Privatization is not beneficial for citizens because, theoretically, governmental workers are held more accountable than private contractors. After all, a government can fire bad government workers and bureaucrats amidst public outcry, but democratic outrage really does not have much control over the interworking of a private contracting company, especially since private companies have few requirements of transparency thanks to Republicans. Rand Paul popularly supports a government so small that you can’t see it, and this absurd figure of speech would likely necessitate even less transparency than already exists if a laissez-faire Republican wins in 2016. The governmental policies of blissful regulatory ignorance that Republicans are pushing directly led to both the Great Depression and Great Recession.

Privatizing the government effectively, while still looking out for public interests, is impossible unless the government maintains oversight of the private companies providing public services, and that is only done with governmental regulations and regulators, and then you are neither decreasing government spending nor government employees, and you still have the regulations that Republicans despise.

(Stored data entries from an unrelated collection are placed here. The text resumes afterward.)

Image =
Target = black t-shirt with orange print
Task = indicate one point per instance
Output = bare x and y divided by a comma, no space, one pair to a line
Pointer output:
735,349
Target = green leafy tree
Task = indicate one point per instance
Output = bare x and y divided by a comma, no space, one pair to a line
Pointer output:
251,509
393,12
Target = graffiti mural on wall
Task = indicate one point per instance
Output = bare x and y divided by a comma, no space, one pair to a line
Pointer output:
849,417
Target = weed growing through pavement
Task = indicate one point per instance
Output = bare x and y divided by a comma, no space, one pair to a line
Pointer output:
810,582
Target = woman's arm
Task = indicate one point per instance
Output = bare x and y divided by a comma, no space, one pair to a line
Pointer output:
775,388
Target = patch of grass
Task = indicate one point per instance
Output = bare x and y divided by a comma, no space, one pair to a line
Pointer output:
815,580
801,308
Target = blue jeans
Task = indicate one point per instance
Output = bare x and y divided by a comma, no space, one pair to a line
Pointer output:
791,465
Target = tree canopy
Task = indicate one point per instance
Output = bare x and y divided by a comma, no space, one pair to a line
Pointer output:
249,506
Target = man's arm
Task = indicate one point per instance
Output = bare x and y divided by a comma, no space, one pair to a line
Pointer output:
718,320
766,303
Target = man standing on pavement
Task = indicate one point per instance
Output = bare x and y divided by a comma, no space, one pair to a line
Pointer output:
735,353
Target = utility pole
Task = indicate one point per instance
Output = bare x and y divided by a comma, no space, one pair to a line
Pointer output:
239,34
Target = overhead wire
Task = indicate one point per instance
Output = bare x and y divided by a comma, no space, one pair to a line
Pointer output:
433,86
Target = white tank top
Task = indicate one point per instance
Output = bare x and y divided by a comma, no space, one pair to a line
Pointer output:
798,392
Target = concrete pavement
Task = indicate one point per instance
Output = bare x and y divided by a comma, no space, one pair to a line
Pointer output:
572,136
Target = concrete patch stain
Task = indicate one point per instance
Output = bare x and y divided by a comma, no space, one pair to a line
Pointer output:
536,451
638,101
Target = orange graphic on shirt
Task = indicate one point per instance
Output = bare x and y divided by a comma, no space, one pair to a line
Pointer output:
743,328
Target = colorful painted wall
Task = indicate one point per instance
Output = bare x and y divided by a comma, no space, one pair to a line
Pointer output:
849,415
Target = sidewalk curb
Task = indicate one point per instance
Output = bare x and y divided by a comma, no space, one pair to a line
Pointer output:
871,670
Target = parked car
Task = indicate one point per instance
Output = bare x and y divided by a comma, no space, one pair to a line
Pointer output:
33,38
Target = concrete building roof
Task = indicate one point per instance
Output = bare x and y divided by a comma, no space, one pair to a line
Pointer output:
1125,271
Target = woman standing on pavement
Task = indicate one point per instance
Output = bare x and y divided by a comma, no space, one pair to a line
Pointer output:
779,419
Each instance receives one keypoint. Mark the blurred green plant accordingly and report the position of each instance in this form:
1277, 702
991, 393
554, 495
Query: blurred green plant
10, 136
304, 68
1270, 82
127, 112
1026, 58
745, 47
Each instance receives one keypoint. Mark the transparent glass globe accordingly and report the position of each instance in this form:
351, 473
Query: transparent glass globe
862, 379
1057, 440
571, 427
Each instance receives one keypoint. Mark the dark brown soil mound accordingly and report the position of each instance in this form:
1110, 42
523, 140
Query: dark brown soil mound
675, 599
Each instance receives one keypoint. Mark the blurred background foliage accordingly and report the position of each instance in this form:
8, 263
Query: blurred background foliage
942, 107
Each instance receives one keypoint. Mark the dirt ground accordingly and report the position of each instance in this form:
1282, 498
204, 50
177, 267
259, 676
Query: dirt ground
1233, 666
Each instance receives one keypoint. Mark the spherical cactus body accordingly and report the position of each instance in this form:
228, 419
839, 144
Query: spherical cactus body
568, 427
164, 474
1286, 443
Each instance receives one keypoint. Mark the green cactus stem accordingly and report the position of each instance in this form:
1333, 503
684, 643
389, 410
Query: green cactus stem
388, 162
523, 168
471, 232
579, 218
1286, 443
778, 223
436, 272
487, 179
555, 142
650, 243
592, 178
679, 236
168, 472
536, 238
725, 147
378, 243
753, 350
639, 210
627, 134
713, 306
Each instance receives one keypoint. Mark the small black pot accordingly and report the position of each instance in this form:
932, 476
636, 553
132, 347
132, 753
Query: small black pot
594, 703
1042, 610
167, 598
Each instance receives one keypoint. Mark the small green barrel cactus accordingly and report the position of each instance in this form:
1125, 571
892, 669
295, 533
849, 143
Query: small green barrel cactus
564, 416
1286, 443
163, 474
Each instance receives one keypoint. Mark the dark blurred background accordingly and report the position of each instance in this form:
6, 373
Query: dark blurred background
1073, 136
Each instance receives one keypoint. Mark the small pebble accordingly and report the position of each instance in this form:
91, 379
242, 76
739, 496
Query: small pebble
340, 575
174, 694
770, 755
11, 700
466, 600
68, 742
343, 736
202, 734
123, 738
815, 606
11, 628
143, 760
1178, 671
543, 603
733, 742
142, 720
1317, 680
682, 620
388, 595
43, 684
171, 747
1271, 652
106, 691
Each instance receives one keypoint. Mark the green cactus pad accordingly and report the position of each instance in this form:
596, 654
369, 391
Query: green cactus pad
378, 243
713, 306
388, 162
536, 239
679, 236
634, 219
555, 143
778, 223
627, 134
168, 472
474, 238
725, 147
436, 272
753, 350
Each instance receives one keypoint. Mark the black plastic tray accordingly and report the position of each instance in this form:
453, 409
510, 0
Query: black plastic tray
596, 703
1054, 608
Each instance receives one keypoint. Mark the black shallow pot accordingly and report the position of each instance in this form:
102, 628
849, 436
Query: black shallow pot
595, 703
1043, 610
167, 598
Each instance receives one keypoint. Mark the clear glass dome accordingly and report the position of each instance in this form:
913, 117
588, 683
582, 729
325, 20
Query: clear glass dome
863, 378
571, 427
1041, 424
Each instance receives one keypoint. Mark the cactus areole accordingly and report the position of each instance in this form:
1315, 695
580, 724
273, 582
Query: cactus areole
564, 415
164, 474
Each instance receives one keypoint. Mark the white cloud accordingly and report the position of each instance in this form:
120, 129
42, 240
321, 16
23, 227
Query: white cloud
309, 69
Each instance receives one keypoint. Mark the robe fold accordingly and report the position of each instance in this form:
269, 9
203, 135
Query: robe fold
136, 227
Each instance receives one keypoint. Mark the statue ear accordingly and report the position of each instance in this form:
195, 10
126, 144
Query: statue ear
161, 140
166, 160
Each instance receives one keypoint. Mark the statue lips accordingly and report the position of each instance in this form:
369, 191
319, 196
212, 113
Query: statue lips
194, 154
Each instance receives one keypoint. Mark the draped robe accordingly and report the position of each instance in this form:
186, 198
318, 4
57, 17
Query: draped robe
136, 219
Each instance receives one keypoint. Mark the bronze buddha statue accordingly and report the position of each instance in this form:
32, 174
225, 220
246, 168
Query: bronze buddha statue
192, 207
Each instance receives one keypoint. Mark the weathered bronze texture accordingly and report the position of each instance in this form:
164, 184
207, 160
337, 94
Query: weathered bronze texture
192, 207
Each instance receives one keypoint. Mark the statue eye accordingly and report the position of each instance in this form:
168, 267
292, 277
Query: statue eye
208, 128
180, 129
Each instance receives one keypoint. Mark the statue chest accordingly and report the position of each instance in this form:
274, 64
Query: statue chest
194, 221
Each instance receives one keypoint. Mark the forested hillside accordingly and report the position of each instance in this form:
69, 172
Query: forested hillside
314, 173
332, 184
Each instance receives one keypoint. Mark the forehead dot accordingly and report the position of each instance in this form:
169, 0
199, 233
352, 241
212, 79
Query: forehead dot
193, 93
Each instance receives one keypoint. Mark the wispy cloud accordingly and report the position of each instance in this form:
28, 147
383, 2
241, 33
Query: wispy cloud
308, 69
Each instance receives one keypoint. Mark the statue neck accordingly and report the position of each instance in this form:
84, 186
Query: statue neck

This whole idea tends to get lost in the weeds of ill-examined economic politics.

Carson thinks that charities can handle all of society’s problems. When in the 6,000 years of recorded history have the rich provided for the poor? If the government were not paying for Medicare, who would? Sheldon Adelson? The Koch brothers? Donald Trump? They are all campaigning to lower taxes and screw over anyone depending on government aid. And what is keeping charities right now from solving all or some of society’s problems? Republicans argue that if people weren’t taxed so much they would donate more to charities, but isn’t the reason that they don’t want to be taxed in the first place because they want to keep more of their money? And the billionaires wanting to keep more of their money ALREADY have more than enough money to lavishly finance charity organizations but they are not doing it. Conservatism is a sham.

Rand Paul says he can balance the budget in five years with a 14% tax rate. Mathematically there is no rational or moral method to balance the budget within five years, unless you’re talking about eliminating some huge percentage of the budget willie-nillie…Which actually is what Rand Paul probably wants to do.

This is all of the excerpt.